There are certain books on my shelf that have an aura around them. Three that leap to mind are The Master and Margarita by Mikhail Bulgakov, The Last Coin by James Blaylock, and Faces in the Crowd by William Marshall. In each, the combination of prose, plot, and character drew me in so deeply that I feel the desire, for various reasons, to revisit them from time to time.

With the first, I’m looking each time to absorb and understand a bit more of Bulgakov’s dense work. It’s a great story, rich with ideas on art, politics, love, and religion. With the second two I recapture a bit of the sheer joy I felt the first time I encountered the vivid characters and utterly bonkers plots. When it comes to books in this class, I can remember when I first read them, under what circumstances, and where I got them (Science Fiction Book Club, The Forbidden Planet (NYC), and borrowed from the St. George Public Library, Staten Island). I suspect Raphael Ordoñez’ Dragonfly will get added to this list.

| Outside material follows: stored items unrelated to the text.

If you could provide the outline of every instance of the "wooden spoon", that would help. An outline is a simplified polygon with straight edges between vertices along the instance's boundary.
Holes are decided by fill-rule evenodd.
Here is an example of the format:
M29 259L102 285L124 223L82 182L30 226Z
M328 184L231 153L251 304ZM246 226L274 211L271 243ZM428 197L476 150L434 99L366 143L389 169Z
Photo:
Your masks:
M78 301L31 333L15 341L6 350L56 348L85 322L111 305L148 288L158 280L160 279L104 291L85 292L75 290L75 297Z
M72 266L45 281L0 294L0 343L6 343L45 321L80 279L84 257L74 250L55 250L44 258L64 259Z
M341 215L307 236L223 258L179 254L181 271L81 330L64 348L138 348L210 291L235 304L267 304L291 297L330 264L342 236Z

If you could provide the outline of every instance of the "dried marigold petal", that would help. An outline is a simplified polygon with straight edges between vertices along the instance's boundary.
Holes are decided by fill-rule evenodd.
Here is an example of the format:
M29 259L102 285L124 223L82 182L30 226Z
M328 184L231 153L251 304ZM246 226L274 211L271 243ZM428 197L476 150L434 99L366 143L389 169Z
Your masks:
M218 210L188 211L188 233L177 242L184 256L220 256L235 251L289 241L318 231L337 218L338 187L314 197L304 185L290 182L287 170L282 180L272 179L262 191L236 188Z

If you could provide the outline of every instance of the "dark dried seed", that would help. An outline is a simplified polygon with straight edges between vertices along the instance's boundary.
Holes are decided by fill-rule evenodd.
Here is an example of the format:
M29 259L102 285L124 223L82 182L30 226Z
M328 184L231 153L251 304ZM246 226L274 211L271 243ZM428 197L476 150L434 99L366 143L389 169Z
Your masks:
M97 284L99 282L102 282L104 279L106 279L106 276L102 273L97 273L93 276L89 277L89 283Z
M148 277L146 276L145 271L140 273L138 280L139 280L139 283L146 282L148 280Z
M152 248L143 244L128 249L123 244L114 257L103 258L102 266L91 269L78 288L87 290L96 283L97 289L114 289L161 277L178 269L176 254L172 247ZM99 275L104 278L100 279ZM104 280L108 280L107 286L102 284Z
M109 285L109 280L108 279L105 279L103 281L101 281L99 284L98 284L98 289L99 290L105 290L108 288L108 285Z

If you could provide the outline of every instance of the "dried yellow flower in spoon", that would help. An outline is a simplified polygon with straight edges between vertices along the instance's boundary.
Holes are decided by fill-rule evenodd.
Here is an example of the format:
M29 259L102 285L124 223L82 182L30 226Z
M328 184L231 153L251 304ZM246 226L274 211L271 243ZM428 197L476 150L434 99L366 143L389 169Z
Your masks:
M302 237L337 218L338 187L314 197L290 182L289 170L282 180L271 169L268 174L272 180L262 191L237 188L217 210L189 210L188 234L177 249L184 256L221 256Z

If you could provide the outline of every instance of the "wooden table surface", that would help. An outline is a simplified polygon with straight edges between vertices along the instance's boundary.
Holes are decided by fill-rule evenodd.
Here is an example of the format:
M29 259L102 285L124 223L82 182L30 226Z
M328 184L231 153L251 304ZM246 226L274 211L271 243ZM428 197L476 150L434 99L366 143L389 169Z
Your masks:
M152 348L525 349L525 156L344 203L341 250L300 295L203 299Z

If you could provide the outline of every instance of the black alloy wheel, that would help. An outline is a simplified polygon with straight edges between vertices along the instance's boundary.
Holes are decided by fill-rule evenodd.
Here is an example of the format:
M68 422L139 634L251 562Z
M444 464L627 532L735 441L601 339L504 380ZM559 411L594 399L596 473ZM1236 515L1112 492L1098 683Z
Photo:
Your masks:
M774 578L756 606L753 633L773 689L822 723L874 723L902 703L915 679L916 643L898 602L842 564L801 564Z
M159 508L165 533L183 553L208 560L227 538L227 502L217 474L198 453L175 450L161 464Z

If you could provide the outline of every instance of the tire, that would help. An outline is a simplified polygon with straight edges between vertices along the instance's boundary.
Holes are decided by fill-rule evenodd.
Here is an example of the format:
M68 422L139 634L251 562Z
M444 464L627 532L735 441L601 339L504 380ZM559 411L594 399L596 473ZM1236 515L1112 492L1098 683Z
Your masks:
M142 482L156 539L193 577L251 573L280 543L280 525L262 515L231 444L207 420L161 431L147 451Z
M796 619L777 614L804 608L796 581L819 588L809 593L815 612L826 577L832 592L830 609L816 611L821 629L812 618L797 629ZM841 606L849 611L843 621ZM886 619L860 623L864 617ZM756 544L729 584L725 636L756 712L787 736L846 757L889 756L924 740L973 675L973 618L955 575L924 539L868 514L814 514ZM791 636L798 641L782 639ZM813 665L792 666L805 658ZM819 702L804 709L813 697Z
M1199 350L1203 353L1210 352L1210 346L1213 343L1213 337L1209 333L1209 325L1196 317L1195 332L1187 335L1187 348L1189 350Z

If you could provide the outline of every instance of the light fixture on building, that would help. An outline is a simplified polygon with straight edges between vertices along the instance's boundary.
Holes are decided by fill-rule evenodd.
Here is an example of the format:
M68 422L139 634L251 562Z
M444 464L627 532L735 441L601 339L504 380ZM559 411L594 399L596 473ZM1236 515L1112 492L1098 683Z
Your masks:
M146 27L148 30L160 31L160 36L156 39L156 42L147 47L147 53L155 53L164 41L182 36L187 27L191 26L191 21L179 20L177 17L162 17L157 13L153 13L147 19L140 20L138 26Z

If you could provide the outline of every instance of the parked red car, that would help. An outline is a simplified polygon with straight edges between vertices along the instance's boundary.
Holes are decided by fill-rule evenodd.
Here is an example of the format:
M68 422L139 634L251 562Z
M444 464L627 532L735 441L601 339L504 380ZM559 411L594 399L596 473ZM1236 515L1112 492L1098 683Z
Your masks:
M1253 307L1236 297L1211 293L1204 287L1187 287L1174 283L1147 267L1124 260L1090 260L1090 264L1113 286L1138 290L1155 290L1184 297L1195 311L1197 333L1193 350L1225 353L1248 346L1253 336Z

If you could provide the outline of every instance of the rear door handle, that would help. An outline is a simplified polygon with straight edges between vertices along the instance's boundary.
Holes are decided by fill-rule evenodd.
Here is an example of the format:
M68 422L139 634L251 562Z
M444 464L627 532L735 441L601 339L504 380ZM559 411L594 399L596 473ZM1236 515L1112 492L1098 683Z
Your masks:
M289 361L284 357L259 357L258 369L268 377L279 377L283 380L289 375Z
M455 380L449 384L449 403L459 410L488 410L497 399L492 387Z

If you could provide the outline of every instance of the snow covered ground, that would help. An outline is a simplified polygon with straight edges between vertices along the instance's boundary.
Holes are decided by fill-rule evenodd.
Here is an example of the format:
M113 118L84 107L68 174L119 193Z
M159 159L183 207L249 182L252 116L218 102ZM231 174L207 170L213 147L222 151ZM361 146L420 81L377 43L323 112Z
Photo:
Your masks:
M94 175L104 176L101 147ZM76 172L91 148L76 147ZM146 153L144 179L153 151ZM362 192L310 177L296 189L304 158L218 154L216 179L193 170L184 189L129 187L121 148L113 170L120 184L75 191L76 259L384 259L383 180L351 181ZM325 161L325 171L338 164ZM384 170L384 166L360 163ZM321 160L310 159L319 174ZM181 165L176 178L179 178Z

Dragonfly is the first of a planned tetralogy. In this day of calculated, mass-marketed, trend-following books, here is a self-published adventure, practically handcrafted, with cover, map, and interior art all done by Ordoñez himself. It tells of a young prince let loose in a world of steam engines, complacent aristocrats, and tunnel-dwelling workers, and a social order on the verge of being overthrown. Ordoñez’ style hearkens back to the likes of A. E. van Vogt and Jack Vance, as well as Edgar Rice Burroughs. Heck, as you can see from the cover, Dragonfly would look right at home on a shelf full of volumes from the Ballantine Adult Fantasy series.